Richard Bove, a banking analyst with Rochedale Securities LLC, is expecting a bleak year for investment banks and brokerages, and suggests that financial advisers can expect less support from their parent firms and will see fewer opportunities to sign lucrative deals with competitors.
Richard Bove, a banking analyst with Rochedale Securities LLC, is expecting a bleak year for investment banks and brokerages, and suggests that financial advisers can expect less support from their parent firms and will see fewer opportunities to sign lucrative deals with competitors.
“The advisers not cutting it are gone,” Mr. Bove said. “I also think the bigger producers won't get the 12 or 18 months' commissions upfront to move to a new firm anymore. I think those deals are out the window.”

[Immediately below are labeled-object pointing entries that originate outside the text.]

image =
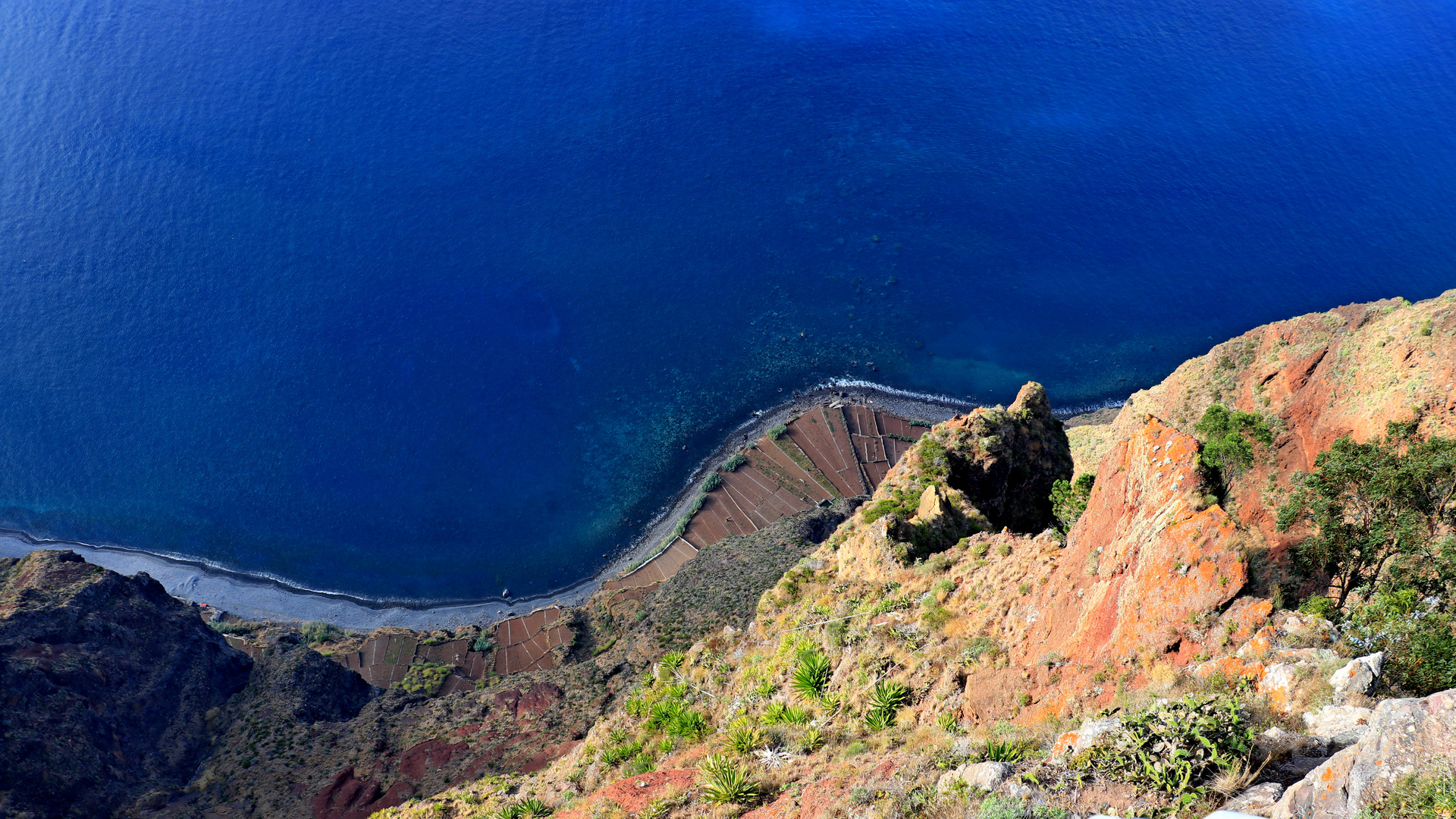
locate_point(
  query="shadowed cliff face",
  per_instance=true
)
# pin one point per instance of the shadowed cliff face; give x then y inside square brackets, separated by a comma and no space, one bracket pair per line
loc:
[109,687]
[1006,461]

The key issue, Mr. Bove said, is that companies don't see a turnaround in this economy. Between the slowing U.S. and European economies and the still-unclear impact of regulation on the big banks, they are all looking to cut costs. “If they thought that things would improve in 2012, they wouldn't be making these cuts,” he said.
While he said that the big producers in wealth management operations would likely be insulated from the cuts, lower-tier advisers can expect some changes. “They won't go after the revenue producers. They tend to be well-protected,” Mr. Bove said. “But I think that in offices with subpar producers, you may see advisers fired or moved to another office.”
Advisers can also expect major cuts in research support and administrative resources as firms deal with the difficult economic environment. “When you're not making money, you don't hire new people and you don't increase your back-office support,” he said. “To protect themselves in this economy, they have to adjust their cost bases, and that means firing people and reducing compensation.”
Mr. Bove did not expect the wirehouses to try to move brokers to a salary-and-bonus structure rather than a percentage of the fees and commissions they generate. He said the last thing that the banks want to do in this environment is increase their fixed overhead costs. When Bank of America Merrill Lynch announced its recent organizational changes, it reassured its more than 16,000 brokers that it had no plans to change their compensation structure.
The large banks have already given notice that they plan to cut payrolls and trim overhead expenses. The Project New BAC plan announced by Bank of America chief executive Brian Moynihan this year is expected to result in at least 30,000 job cuts. UBS AG, still smarting over the huge loss in its London investment-banking unit, also plans to cut payroll and overhead. Morgan Stanley Smith Barney LLC, which boasts the largest force of financial advisers in the industry, has bluntly acknowledged that it plans to continue culling low-end producers from its adviser ranks.
Morgan Stanley spokesman Jim Wiggins said Mr. Bove's comments about the economy forcing large banks to cut costs is irrelevant in the case of his firm. “We're already engaged in integrating two businesses and taking out costs.” he said. “That will continue.”
Calls placed to Bank of America and UBS were not immediately returned.
The dreary environment isn't likely to improve anytime soon, Mr. Bove said. “I think the estimates on third-quarter earnings are a little overdone on the downside, but it's going to be bad. And I don't see much upside in revenues over the next several quarters.”